Lee Ho Sung, Kim Ji Sun
Department of Pulmonology and Allergy, Soonchunhyang University Cheonan Hospital, Cheonan 31151, Korea.
Department of Psychiatry, Soonchunhyang University Cheonan Hospital, Cheonan 31151, Korea.
J Pers Med. 2022 Jan 2;12(1):31. doi: 10.3390/jpm12010031.
Precision medicine has been considered a promising approach to diagnosis, treatment, and various interventions, considering the individual clinical and biological characteristics. Recent advances in biomarker development hold promise for guiding a new era of precision medicine style trials for psychiatric illnesses, including psychosis. Electroencephalography (EEG) can directly measure the full spatiotemporal dynamics of neural activation associated with a wide variety of cognitive processes. This manuscript reviews three aspects: prediction of diagnosis, prognostic aspects of disease progression and outcome, and prediction of treatment response that might be helpful in understanding the current status of electrophysiological biomarkers in precision medicine for patients with psychosis. Although previous EEG analysis could not be a powerful method for the diagnosis of psychiatric illness, recent methodological advances have shown the possibility of classifying and detecting mental illness. Some event-related potentials, such as mismatch negativity, have been associated with neurocognition, functioning, and illness progression in schizophrenia. Resting state studies, sophisticated ERP measures, and machine-learning approaches could make technical progress and provide important knowledge regarding neurophysiology, disease progression, and treatment response in patients with schizophrenia. Identifying potential biomarkers for the diagnosis and treatment response in schizophrenia is the first step towards precision medicine.
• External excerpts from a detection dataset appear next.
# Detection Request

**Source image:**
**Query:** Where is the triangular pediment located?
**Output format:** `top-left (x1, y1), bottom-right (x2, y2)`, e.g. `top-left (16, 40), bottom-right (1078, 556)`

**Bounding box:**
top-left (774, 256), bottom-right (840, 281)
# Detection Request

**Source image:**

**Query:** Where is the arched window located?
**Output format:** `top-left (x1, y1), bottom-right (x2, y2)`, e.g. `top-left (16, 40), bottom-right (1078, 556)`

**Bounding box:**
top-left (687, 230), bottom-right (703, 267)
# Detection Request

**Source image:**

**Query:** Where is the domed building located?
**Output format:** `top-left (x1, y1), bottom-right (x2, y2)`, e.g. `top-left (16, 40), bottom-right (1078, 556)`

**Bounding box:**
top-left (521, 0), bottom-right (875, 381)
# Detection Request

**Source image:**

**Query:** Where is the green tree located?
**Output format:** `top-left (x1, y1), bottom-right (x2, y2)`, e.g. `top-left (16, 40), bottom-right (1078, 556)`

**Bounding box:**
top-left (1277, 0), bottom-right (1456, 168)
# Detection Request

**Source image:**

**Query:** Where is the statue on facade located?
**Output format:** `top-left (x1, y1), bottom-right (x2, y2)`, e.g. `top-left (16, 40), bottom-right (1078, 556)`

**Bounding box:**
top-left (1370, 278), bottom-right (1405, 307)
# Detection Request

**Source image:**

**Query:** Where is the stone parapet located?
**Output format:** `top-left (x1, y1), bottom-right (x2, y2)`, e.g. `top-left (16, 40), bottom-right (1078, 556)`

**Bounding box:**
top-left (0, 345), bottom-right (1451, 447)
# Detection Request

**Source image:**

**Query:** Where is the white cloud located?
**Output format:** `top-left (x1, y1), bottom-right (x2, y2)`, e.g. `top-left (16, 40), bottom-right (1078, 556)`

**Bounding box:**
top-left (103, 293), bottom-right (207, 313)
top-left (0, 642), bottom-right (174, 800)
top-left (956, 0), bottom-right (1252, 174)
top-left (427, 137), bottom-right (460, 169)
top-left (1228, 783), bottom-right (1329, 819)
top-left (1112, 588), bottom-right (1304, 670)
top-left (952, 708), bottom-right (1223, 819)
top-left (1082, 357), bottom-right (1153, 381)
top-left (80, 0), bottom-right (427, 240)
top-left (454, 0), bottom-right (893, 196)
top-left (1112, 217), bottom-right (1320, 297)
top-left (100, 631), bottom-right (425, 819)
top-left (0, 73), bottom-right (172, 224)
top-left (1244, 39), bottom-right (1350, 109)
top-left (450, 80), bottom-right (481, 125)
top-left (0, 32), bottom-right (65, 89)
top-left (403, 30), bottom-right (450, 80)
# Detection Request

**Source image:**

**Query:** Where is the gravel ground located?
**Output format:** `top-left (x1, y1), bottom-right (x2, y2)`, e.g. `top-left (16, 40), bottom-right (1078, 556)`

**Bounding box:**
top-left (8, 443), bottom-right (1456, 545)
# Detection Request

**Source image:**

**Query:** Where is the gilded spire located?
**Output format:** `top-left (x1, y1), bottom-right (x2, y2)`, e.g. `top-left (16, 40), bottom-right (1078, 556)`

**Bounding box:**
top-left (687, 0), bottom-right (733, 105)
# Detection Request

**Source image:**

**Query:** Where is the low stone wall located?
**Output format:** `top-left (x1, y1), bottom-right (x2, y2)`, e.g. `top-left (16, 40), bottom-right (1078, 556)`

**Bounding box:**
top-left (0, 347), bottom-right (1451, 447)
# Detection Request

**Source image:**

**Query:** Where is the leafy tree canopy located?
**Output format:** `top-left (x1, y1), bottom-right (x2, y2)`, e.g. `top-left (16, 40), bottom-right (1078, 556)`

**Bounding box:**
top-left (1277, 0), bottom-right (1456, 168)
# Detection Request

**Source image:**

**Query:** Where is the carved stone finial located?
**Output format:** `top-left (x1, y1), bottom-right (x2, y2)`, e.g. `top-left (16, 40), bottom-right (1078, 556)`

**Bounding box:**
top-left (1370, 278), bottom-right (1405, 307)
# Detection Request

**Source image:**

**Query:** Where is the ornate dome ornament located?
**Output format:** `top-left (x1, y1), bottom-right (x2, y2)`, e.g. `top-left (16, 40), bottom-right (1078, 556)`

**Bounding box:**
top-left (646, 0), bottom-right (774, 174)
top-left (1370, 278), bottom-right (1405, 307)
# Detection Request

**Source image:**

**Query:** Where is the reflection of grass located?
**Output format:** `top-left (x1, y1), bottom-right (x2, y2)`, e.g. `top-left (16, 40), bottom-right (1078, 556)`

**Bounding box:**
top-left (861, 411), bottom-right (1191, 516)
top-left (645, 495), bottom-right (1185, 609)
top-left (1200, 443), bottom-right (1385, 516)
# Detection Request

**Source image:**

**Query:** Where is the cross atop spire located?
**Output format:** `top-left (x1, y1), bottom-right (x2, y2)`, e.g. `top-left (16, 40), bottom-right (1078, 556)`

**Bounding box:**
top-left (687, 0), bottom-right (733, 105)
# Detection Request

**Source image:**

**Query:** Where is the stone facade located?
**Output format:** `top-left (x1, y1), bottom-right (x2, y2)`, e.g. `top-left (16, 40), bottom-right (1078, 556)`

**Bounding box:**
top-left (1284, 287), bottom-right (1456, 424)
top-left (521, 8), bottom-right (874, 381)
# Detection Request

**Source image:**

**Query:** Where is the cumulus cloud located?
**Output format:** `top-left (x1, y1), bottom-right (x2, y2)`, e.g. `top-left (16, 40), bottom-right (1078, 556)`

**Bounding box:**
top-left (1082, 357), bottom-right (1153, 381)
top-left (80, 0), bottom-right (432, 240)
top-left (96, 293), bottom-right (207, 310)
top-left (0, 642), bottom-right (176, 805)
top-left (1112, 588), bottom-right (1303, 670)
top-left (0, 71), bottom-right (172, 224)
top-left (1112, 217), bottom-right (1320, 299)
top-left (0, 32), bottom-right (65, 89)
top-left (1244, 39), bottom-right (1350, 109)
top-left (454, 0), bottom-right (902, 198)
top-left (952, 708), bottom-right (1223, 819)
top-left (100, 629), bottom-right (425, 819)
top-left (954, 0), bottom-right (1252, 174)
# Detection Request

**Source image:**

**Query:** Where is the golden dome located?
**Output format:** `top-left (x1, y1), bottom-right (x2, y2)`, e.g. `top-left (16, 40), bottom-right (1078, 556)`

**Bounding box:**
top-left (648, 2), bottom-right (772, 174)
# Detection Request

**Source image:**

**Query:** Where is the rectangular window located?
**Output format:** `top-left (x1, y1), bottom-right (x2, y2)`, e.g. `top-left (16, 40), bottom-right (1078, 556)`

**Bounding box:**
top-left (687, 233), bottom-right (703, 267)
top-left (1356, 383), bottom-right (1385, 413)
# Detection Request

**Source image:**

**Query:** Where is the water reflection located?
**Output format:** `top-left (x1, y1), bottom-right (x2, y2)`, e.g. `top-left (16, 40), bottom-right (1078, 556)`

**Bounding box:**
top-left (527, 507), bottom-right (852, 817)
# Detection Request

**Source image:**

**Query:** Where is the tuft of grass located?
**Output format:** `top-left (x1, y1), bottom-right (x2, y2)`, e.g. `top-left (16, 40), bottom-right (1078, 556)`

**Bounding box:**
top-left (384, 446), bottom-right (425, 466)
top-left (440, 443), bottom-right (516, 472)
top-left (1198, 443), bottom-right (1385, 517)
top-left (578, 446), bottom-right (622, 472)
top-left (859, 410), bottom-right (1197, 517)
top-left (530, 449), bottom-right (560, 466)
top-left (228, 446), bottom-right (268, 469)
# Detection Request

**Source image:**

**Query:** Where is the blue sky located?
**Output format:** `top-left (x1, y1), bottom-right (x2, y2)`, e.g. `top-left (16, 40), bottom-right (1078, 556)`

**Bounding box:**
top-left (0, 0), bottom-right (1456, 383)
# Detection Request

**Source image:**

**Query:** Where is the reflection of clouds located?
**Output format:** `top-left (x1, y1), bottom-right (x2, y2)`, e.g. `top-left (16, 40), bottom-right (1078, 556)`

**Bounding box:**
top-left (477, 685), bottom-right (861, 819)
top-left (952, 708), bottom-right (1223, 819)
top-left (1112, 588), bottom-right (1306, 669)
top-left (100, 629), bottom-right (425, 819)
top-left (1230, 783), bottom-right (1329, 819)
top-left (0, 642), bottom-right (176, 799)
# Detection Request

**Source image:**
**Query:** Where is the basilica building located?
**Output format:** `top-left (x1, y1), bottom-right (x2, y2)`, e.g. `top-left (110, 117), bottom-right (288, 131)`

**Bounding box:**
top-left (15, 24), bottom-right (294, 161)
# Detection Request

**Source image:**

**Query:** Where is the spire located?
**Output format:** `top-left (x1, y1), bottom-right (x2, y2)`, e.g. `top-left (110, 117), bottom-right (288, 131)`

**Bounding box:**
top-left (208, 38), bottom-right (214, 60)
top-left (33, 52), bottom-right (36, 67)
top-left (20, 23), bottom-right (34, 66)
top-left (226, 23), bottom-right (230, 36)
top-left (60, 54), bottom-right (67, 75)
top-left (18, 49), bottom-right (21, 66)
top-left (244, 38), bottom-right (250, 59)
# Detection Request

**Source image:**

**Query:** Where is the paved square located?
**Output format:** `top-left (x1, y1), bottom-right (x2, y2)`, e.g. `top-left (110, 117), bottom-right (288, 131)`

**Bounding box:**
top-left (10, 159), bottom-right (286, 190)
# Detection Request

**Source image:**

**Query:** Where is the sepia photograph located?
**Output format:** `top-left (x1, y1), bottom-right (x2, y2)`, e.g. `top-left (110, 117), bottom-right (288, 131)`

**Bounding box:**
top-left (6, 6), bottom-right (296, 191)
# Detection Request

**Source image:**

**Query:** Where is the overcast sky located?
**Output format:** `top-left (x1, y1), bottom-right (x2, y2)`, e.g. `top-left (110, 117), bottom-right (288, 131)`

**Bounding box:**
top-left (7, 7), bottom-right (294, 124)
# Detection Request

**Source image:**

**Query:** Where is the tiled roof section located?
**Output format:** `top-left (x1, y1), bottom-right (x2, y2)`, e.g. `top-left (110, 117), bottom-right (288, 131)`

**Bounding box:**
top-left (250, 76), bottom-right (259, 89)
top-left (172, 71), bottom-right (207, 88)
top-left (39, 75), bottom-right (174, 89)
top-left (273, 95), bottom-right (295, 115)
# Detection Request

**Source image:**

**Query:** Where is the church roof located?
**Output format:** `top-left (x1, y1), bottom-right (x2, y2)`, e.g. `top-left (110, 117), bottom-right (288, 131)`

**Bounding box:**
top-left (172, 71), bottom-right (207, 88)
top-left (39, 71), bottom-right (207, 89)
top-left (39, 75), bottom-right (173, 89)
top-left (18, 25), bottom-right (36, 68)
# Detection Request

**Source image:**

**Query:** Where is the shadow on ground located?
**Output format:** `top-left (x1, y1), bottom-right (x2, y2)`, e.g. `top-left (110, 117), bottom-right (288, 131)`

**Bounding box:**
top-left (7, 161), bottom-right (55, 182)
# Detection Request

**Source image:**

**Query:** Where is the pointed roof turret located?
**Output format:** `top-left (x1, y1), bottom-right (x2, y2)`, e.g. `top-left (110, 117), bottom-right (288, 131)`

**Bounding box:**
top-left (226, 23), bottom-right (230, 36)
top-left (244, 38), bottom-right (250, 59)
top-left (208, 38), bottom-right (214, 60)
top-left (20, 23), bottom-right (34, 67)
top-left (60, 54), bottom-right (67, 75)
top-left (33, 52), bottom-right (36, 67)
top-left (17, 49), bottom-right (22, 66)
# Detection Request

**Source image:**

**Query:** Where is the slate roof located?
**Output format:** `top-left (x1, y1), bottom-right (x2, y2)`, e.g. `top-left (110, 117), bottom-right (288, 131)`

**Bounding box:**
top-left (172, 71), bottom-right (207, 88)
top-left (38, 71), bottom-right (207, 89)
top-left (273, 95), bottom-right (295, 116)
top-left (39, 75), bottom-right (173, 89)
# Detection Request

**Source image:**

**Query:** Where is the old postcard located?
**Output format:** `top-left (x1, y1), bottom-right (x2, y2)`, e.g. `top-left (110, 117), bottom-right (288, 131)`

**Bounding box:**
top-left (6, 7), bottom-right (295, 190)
考虑到个体的临床和生物学特征,精准医学被认为是一种用于诊断、治疗及各种干预的有前景的方法。生物标志物开发的最新进展有望为包括精神病在内的精神疾病引领一个精准医学模式试验的新时代。脑电图(EEG)能够直接测量与多种认知过程相关的神经激活的完整时空动态。本文综述了三个方面:诊断预测、疾病进展和预后的预后情况,以及治疗反应预测,这些可能有助于理解精神病患者精准医学中电生理生物标志物的现状。尽管先前的脑电图分析并非诊断精神疾病的有力方法,但最近的方法学进展已显示出对精神疾病进行分类和检测的可能性。一些事件相关电位,如失配负波,已与精神分裂症的神经认知、功能及疾病进展相关联。静息态研究、复杂的ERP测量方法及机器学习方法可能会取得技术进步,并为精神分裂症患者的神经生理学、疾病进展及治疗反应提供重要知识。识别精神分裂症诊断和治疗反应的潜在生物标志物是迈向精准医学的第一步。